Subject: Re: impractical promises?
Medicare for All is a single payer system, and it's not only possible but it would significantly reduce the overall national cost of health care. The transition would not be easy, with deeply ingrained interests and highly corrupt lobbying by those interests. But that shouldn't change the goal. The implementation would probably be gradual - starting with a drop in the Medicare eligibility age to 60, and perhaps also covering all children up to age 5, and then maybe closing the uninsured gap by another 10 years every couple of years. It's difficult, but it's possible and beneficial.
It's not possible, and it wouldn't significantly reduce the overall national cost of health care.
We pay a ton of money for health care because we pay a ton of money for health care. The administrative costs of private insurance are a very, very small amount of national health care expenditures - barely a few percentage points. So switching how we pay for health care doesn't create much savings. In the meantime, extending the coverage of the average health care policy to: i) all the uninsured; and ii) all the people who have below average health care policies will blow up our health care expenditures even more.
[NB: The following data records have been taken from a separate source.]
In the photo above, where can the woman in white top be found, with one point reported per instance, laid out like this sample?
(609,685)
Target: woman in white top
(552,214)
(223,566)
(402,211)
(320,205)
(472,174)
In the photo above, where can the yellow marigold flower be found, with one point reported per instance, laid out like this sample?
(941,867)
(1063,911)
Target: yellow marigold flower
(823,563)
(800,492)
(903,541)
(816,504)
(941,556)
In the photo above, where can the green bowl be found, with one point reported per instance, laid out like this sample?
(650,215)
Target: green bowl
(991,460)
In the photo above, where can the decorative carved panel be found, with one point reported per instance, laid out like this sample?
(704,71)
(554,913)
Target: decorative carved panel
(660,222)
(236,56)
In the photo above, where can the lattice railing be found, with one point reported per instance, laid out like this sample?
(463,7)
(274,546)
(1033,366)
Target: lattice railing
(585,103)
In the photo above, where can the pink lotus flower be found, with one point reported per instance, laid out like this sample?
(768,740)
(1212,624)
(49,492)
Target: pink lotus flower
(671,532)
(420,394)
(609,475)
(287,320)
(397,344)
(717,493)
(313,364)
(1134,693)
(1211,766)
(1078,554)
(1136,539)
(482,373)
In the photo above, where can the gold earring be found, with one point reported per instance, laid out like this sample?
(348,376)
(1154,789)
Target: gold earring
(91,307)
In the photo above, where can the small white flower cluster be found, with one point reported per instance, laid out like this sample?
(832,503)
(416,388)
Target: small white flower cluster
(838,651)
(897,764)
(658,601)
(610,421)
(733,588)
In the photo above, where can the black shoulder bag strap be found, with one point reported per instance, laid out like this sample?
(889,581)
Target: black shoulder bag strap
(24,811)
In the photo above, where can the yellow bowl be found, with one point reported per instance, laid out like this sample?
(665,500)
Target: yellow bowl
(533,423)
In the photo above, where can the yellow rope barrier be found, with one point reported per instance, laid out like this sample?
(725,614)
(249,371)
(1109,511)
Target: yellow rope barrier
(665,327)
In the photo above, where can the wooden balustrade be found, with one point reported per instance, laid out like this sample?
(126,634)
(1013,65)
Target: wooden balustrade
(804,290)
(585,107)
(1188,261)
Nor is it possible to do what you're describing. You can't incrementally expand the Medicare eligible population, because your new actuarial pools will unspool even before they form. You have to offer them coverage with a premium of at least the average cost of coverage for a 60-64 year old. But then, all the people who are sick will join the Medicare program (because their expected costs for the coming year will be higher than the premium, so it's a good deal for them), but all the people who are healthy will stay out of the new pool (because their expected costs are lower than the premium, so they can do better elsewhere).
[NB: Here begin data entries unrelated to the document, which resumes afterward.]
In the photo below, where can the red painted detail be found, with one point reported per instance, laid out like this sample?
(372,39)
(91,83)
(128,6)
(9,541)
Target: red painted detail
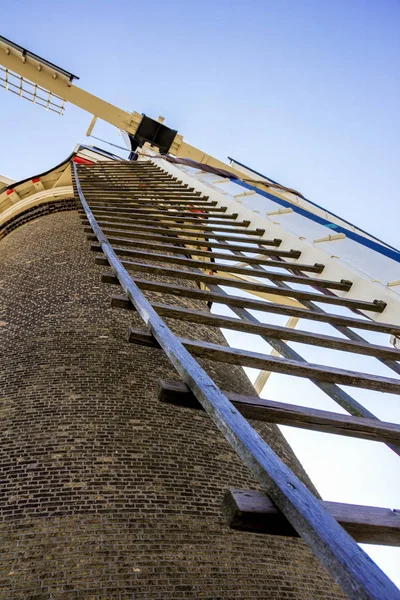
(83,161)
Single-payer systems avoid this adverse selection problem by forcing everyone into the pool at once. There's no option. Medicare solves the problem by forcing everyone to pay into it for all their working life, and then when they hit the eligibility age they are offered insurance with a premium that is less than 20% of the cost of coverage. It's an offer they can't refuse. But you can't do that with the new 60-64 year olds - no one's been paying into the system for their entire life to cover that extended pool, and without being offered that unmissable "80% off" discount you end up with your adverse selection issue.
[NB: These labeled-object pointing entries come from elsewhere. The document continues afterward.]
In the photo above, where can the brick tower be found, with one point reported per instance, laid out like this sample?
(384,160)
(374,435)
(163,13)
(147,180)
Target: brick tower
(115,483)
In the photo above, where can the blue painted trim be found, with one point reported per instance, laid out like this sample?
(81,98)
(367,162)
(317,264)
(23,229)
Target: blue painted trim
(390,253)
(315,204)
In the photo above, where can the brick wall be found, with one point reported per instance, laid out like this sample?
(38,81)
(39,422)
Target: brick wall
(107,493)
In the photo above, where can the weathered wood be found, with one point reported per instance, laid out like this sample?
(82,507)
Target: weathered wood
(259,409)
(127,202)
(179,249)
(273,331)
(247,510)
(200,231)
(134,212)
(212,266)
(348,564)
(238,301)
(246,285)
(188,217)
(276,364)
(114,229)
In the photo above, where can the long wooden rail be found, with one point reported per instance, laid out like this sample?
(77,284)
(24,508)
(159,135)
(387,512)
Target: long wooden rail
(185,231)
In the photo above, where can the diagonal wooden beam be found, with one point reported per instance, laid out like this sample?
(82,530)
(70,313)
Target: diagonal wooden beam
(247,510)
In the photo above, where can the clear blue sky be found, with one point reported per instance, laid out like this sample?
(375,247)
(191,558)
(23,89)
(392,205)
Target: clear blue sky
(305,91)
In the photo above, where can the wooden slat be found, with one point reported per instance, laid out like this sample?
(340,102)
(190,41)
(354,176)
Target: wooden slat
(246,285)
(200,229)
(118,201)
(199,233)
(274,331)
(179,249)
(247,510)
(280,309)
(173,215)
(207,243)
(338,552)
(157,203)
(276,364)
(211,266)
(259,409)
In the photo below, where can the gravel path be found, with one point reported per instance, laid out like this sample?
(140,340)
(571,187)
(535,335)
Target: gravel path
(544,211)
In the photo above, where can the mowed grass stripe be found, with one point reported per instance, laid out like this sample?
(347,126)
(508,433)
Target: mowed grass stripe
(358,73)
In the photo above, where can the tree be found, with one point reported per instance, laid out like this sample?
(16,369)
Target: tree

You also end up with a problem on the provider side, because Medicare pays less than private insurance. So if you take X% of private patients and move them from the private insurance pool to the public pool, you're cutting the amount of money that flows to medical providers. Some won't make the switch over, which is problematic for patients; others will make the switch but it will blow a hole in hospital and clinic and other institutional budgets, which is problematic for everyone involved.
Unless you raise taxes. By a lot. If you raise taxes by a lot you can offer the 60-64 year old group the massive subsidies that will induce healthier patients to join (like the ACA extended subsidies) and keep reimbursement rates high enough to induce providers in without blowing up their budgets and cover the cost of the uninsured that now have access to health care. But, of course, raising taxes by a lot is unpopular.
There's no avoiding the economic pain. And since everyone knows where this is going (switching everyone to Medicare), everyone will react to the proposal knowing that it's a total switch even though it's phased. So it's a political impossibility.